Streaming gives Claude a voice. Tool use gives Claude hands.
With streaming, Claude generates text and you display it token by token. With tool use, Claude decides to call a function -- a database lookup, a search, a calculation -- and your server runs it. The result comes back, Claude reads it, and continues. This loop repeats until Claude decides it is done.
The boilerplate ships with two AI routes: POST /api/ai/chat for streaming text, and POST /api/ai/agent for tool use. This post covers the agent route.
The agent endpoint is thin. Validate input, deduct credits, hand off to the service:
// app/api/ai/agent/route.ts
import { NextRequest, NextResponse } from "next/server";
import { getUserFromRequest } from "@/lib/auth";
import { handleError } from "@/lib/errors";
import { agentService } from "@/modules/ai/ai.service";
export async function POST(req: NextRequest) {
try {
const user = await getUserFromRequest(req);
const { messages, tools } = await req.json();
const result = await agentService.run({ user, messages, tools });
return NextResponse.json(result);
} catch (error: unknown) {
return handleError(error);
}
}
The route never imports Anthropic directly. The agentic loop lives entirely in the service layer.
Tools are plain objects with a name, description, and JSON Schema for their inputs. Claude reads these and decides when to call them.
const searchPostsTool = {
name: "search_posts",
description:
"Search published blog posts by keyword.
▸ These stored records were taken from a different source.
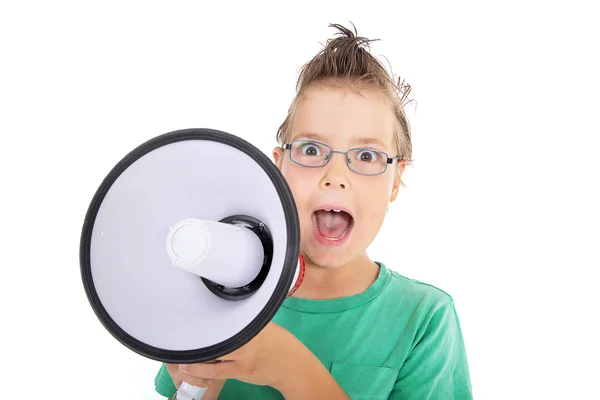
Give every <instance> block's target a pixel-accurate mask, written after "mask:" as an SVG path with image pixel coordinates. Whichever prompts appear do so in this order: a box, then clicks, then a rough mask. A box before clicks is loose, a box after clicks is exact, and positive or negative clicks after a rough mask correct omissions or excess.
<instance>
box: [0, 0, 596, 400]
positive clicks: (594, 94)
mask: <svg viewBox="0 0 600 400" xmlns="http://www.w3.org/2000/svg"><path fill="white" fill-rule="evenodd" d="M216 3H217V2H199V1H198V2H177V1H172V2H163V3H158V2H136V3H133V2H126V1H119V2H116V1H115V2H110V3H109V2H75V1H72V2H65V1H48V2H42V1H38V2H3V3H2V5H0V43H1V48H0V49H1V52H0V57H1V62H0V70H1V75H0V107H1V108H0V128H1V129H0V133H1V135H2V141H1V142H0V143H1V144H0V156H1V157H0V163H1V169H0V173H1V177H2V188H3V190H2V192H3V194H2V195H1V196H0V201H1V208H0V216H1V219H0V221H1V223H2V227H3V229H2V256H3V257H2V260H1V264H0V265H1V266H2V272H3V274H2V279H1V280H0V285H1V288H0V289H1V291H0V296H2V301H1V303H0V304H1V306H0V307H2V308H1V315H2V322H3V328H2V331H1V332H2V333H0V335H2V341H1V342H0V343H1V346H2V362H3V371H4V372H3V373H2V379H1V381H2V387H1V388H0V392H1V393H2V395H1V397H2V398H12V394H16V393H19V392H22V393H24V394H26V395H25V396H23V397H20V398H33V397H32V395H33V394H36V396H35V397H36V398H37V397H38V395H39V394H40V392H41V394H42V395H44V396H48V398H59V397H60V398H67V399H83V398H85V399H90V400H91V399H108V398H113V399H126V398H127V399H157V398H158V396H157V395H155V394H154V392H153V378H154V374H155V373H156V370H157V368H158V363H157V362H154V361H150V360H147V359H144V358H142V357H141V356H138V355H137V354H133V353H132V352H130V351H129V350H127V349H126V348H124V347H123V346H122V345H120V344H119V343H118V342H117V341H116V340H114V339H113V338H112V337H111V336H110V335H109V334H108V332H106V331H105V330H104V329H103V328H102V326H101V324H100V323H99V321H98V320H97V319H96V317H95V315H94V314H93V312H92V309H91V308H90V306H89V304H88V303H87V299H86V297H85V293H84V291H83V287H82V285H81V280H80V275H79V260H78V250H79V249H78V247H79V235H80V229H81V224H82V222H83V217H84V215H85V212H86V210H87V207H88V204H89V201H90V200H91V198H92V196H93V194H94V192H95V190H96V189H97V187H98V185H99V184H100V182H101V180H102V179H103V178H104V176H105V175H106V174H107V173H108V171H109V170H110V169H111V168H112V166H113V165H114V164H115V163H116V162H118V161H119V160H120V159H121V157H122V156H124V155H125V154H126V153H128V152H129V151H130V150H131V149H133V148H134V147H136V146H137V145H138V144H140V143H142V142H143V141H145V140H147V139H149V138H151V137H153V136H156V135H159V134H161V133H165V132H169V131H172V130H176V129H181V128H189V127H210V128H216V129H221V130H225V131H229V132H231V133H234V134H237V135H239V136H241V137H243V138H244V139H247V140H249V141H251V142H252V143H253V144H255V145H256V146H257V147H259V148H260V149H261V150H264V151H265V152H266V153H267V154H269V155H270V151H271V149H272V147H273V146H274V145H275V131H276V129H277V127H278V126H279V124H280V123H281V122H282V120H283V118H284V116H285V113H286V110H287V107H288V105H289V103H290V101H291V99H292V96H293V95H294V85H295V80H296V76H297V75H296V74H297V71H298V68H299V67H300V66H301V65H302V64H303V63H304V62H306V61H307V60H308V59H309V58H310V57H312V56H313V55H314V54H315V53H316V52H317V51H319V50H320V48H321V44H320V43H324V41H325V40H326V39H327V38H328V37H330V36H331V35H332V34H333V32H334V30H333V29H331V28H328V27H327V25H328V23H330V22H334V23H341V24H345V25H349V22H348V21H352V22H354V23H355V24H356V26H357V28H358V30H359V34H361V35H365V36H368V37H370V38H379V39H382V41H380V42H376V43H374V44H373V52H374V53H375V54H376V55H384V56H385V57H387V59H388V60H389V62H390V63H391V65H392V67H393V71H394V73H396V74H397V75H400V76H402V77H404V78H406V80H407V81H408V82H409V83H410V84H411V85H412V86H413V92H412V94H411V97H412V98H414V99H415V101H416V107H411V109H410V110H409V113H410V118H411V121H412V126H413V135H414V136H413V140H414V157H415V163H414V165H413V166H412V167H411V168H410V169H409V170H408V172H407V174H406V176H405V182H406V183H407V186H408V187H407V188H406V189H405V190H403V191H402V192H401V195H400V197H399V199H398V200H397V202H396V203H395V204H393V206H392V208H391V209H390V212H389V218H388V220H387V221H386V223H385V225H384V227H383V229H382V232H381V235H380V236H379V237H378V238H377V240H376V241H375V243H374V244H373V246H372V248H371V255H372V257H373V258H375V259H378V260H382V261H384V262H386V263H387V264H388V265H389V266H390V267H391V268H393V269H395V270H397V271H399V272H401V273H402V274H404V275H406V276H409V277H412V278H417V279H420V280H424V281H427V282H429V283H432V284H434V285H436V286H439V287H441V288H443V289H444V290H446V291H447V292H449V293H450V294H452V295H453V297H454V298H455V301H456V306H457V308H458V311H459V315H460V317H461V322H462V326H463V330H464V336H465V341H466V344H467V350H468V355H469V362H470V367H471V377H472V380H473V389H474V393H475V396H476V398H478V399H508V398H510V399H566V398H570V399H574V398H585V399H590V398H600V388H599V387H598V373H599V372H600V368H599V367H598V358H599V357H600V348H599V345H598V338H599V337H600V330H599V329H598V322H597V318H598V315H599V314H598V306H599V301H598V294H597V293H598V285H597V278H596V277H597V276H598V269H599V267H600V257H599V255H598V252H599V250H600V249H599V248H600V246H599V243H600V233H599V230H600V228H599V226H600V216H599V211H598V208H599V206H598V205H599V204H600V197H599V195H598V185H599V181H600V179H599V178H598V176H599V172H600V167H599V165H598V150H599V146H598V145H599V143H600V141H599V139H598V136H599V135H600V123H599V122H598V106H599V105H600V103H599V101H598V91H599V89H600V82H599V78H598V71H600V63H599V62H598V53H599V52H598V47H599V45H598V39H599V38H600V31H599V28H598V21H597V15H598V14H597V11H596V7H597V4H594V3H595V2H592V1H590V2H587V3H585V2H573V1H569V2H566V1H563V2H557V1H544V2H542V1H539V2H532V1H513V2H508V1H502V2H495V3H492V2H475V1H473V2H464V1H448V2H445V1H439V2H416V1H411V2H408V1H396V2H393V3H392V2H390V3H389V4H386V5H383V3H379V2H374V1H373V2H370V3H369V5H366V3H367V2H350V1H344V2H328V3H327V4H325V3H323V4H320V3H318V2H295V3H293V4H292V3H285V5H283V4H284V2H280V3H281V4H280V5H274V4H267V3H262V2H256V1H253V2H239V3H232V2H220V3H219V5H218V6H216V5H215V4H216ZM157 295H159V294H157Z"/></svg>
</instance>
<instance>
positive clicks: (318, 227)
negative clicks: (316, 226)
mask: <svg viewBox="0 0 600 400" xmlns="http://www.w3.org/2000/svg"><path fill="white" fill-rule="evenodd" d="M315 216H316V217H317V229H318V230H319V233H320V234H321V235H322V236H325V237H328V238H339V237H340V236H342V235H343V234H344V232H345V231H346V229H348V226H350V220H351V219H352V217H351V216H350V214H348V213H345V212H344V211H340V212H333V211H324V210H319V211H315Z"/></svg>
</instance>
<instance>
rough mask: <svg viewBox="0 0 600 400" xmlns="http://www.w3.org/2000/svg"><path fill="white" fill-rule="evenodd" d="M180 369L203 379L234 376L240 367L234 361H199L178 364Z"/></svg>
mask: <svg viewBox="0 0 600 400" xmlns="http://www.w3.org/2000/svg"><path fill="white" fill-rule="evenodd" d="M179 368H180V369H181V371H182V372H183V373H185V374H187V375H192V376H201V377H203V378H205V379H229V378H236V377H237V374H238V371H239V369H240V366H239V363H238V362H236V361H222V362H217V363H199V364H184V365H180V366H179Z"/></svg>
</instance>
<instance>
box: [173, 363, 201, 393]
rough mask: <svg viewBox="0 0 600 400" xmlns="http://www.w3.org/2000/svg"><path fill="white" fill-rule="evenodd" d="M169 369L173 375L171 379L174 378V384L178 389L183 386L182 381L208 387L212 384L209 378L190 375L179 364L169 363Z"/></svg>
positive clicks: (200, 385) (173, 382) (190, 384)
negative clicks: (211, 383)
mask: <svg viewBox="0 0 600 400" xmlns="http://www.w3.org/2000/svg"><path fill="white" fill-rule="evenodd" d="M167 371H168V372H169V375H171V380H173V384H174V385H175V387H176V388H177V389H179V387H180V386H181V382H185V383H187V384H190V385H193V386H198V387H207V386H208V385H209V384H210V379H209V378H205V377H203V376H196V375H190V374H188V373H186V372H185V371H183V370H182V369H181V368H180V366H179V365H178V364H167Z"/></svg>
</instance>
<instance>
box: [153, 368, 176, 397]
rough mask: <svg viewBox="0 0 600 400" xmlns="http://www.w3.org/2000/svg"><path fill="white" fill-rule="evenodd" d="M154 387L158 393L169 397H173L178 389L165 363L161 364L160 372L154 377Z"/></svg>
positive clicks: (162, 395)
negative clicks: (164, 363)
mask: <svg viewBox="0 0 600 400" xmlns="http://www.w3.org/2000/svg"><path fill="white" fill-rule="evenodd" d="M154 388H155V390H156V392H157V393H158V394H160V395H161V396H165V397H167V398H171V397H172V396H173V395H174V394H175V392H176V391H177V388H176V387H175V384H174V383H173V380H172V379H171V375H169V371H167V366H166V365H165V364H164V363H163V364H162V365H161V366H160V369H159V370H158V373H157V374H156V376H155V377H154Z"/></svg>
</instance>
Returns titles, slugs, and descriptions.",
input_schema: {
type: "object",
properties: {
query: {
type: "string",
description: "The search keyword or phrase",
},
},
required: ["query"],
},
};
The description is the contract. Write it precisely -- Claude uses it to decide when and how to call the tool. Vague descriptions produce wrong calls.
Call Claude, check stop_reason, execute tools if needed, loop:
// modules/ai/ai.service.ts
import { claude } from "@/lib/claude";
import { HttpError } from "@/lib/errors";
import { userService } from "@/modules/user/user.service";
import type { MessageParam, Tool } from "@anthropic-ai/sdk/resources/messages";
const CREDITS_PER_CALL = Number(process.env.AI_CREDITS_PER_MESSAGE ?? 10);
export const agentService = {
async run({
user,
messages,
tools,
}: {
user: { id: string };
messages: MessageParam[];
tools: Tool[];
}) {
await userService.deductCredits(user.id, CREDITS_PER_CALL);
let currentMessages = [...messages];
while (true) {
const response = await claude.messages.create({
model: "claude-opus-4-8",
max_tokens: 4096,
tools,
messages: currentMessages,
});
if (response.stop_reason !== "tool_use") {
return { content: response.content, usage: response.usage };
}
const toolResults = await Promise.all(
response.content
.filter((block) => block.type === "tool_use")
.map(async (block) => {
if (block.type !== "tool_use") return null;
const output = await dispatchTool(block.name, block.input);
return {
type: "tool_result" as const,
tool_use_id: block.id,
content: JSON.stringify(output),
};
})
);
currentMessages = [
...currentMessages,
{ role: "assistant", content: response.content },
{ role: "user", content: toolResults.filter(Boolean) },
];
}
},
};
The loop has one exit condition: stop_reason !== 'tool_use'. Do not break early. Claude may call several tools across multiple turns before producing a final answer.
dispatchTool is a switch over tool names. Each branch calls the appropriate service function:
async function dispatchTool(name: string, input: unknown): Promise<unknown> {
switch (name) {
case "search_posts": {
const { query } = input as { query: string };
return postService.search(query);
}
case "get_user_stats": {
const { userId } = input as { userId: string };
return userService.getStats(userId);
}
default:
throw new HttpError(400, `Unknown tool: ${name}`);
}
}
Keep this function in the service file. Routes dispatch to services, services dispatch to tools, tools call other services. The layering stays intact.
Deduct before the first Claude call, not after. If the user is out of credits, fail with a 402 before spending any tokens:
await userService.deductCredits(user.id, CREDITS_PER_CALL);
One deduction covers the entire agent run regardless of how many loop turns it takes. Agentic runs use more tokens than a single chat message, so tune AI_CREDITS_PER_MESSAGE in your env accordingly.
| Chat (streaming) | Agent (tool use) | |
|---|---|---|
| Response shape | SSE token stream | JSON when loop ends |
| Turns | One | One or many |
| Latency | Low | Higher |
| When to use | Conversational output | Tasks that need real data |
Tool use is slower and more expensive than streaming. Use it when Claude genuinely needs live data from your system -- not for generating text that needs no external context.
The pattern is always the same: call Claude, check stop_reason, execute tool calls, repeat. Wire the loop once in the service layer, add tool cases to dispatchTool as features grow, and keep the route as a thin entry point. Start with one tool Claude actually needs and extend from there.